Japan approves largest military budget since WWII to counter Chinese threat

Japanese soldiers from the 22nd Infantry Regiment of the Japan Ground Self-Defense Force train in urban assault with American Soldiers from 1st Battalion, 17th Infantry Regiment, 5th Brigade Oct. 17, 2008 during a bilateral exercise at Fort Lewis' Leschi Town. Photo credit: U.S. Army

On Wednesday, Japan approved its largest military budget in the last 70 years at a record $42 billion. The extra spending comes during a struggling economy.

Fortune reported that Japanese Prime Minister Shinzo Abe’s government approved the largest military budget since WWII in an effort to counter rising tensions between Japan and China over territorial disputes in the East China Sea.

Some feel the development will turn into a windfall of business for U.S. defense contractors. As orders for the wars in Iraq and Afghanistan diminish, this may be newfound money to ease their concerns.

According to RT.com, the 2% hike in military spending is the third increase since Abe took over in 2012. His election ended an 11-year decline in defense spending.

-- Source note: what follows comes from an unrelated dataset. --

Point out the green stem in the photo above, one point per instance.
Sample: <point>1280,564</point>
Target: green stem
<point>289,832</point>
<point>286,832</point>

“The situation around Japan is changing,” Defense Minister Gen. Nakatani said. “The level of defense spending reflects the amount necessary to protect Japan’s air, sea and land, guard the lives and properties of our citizens.”

The draft budget includes monies allocated for naval vessels, planes and fighting vehicles designed to guard the waters bordering China. Japan will most likely spend funding on Boeing aircraft, Northrop Grumman stealth fighters and Kawasaki Heavy Industries submarine hunting planes and submarines.

In addition, the budget includes funds to move U.S. troops away from Okinawa Island. Residents of the area have heavily protested the American presence.

According to the Pentagon, Beijing stated last year that it was raising its defense spending by 12%, with a large portion of the budget going towards high-tech weaponry and cyber-warfare abilities.

At a press conference Wednesday, Prime Minister Abe said, “This budget will contribute to achieve both economic recovery and regaining fiscal health together.” The government is working diligently to keep Japan from falling into a recession. This is the prime minister’s first budget since his reelection back in December.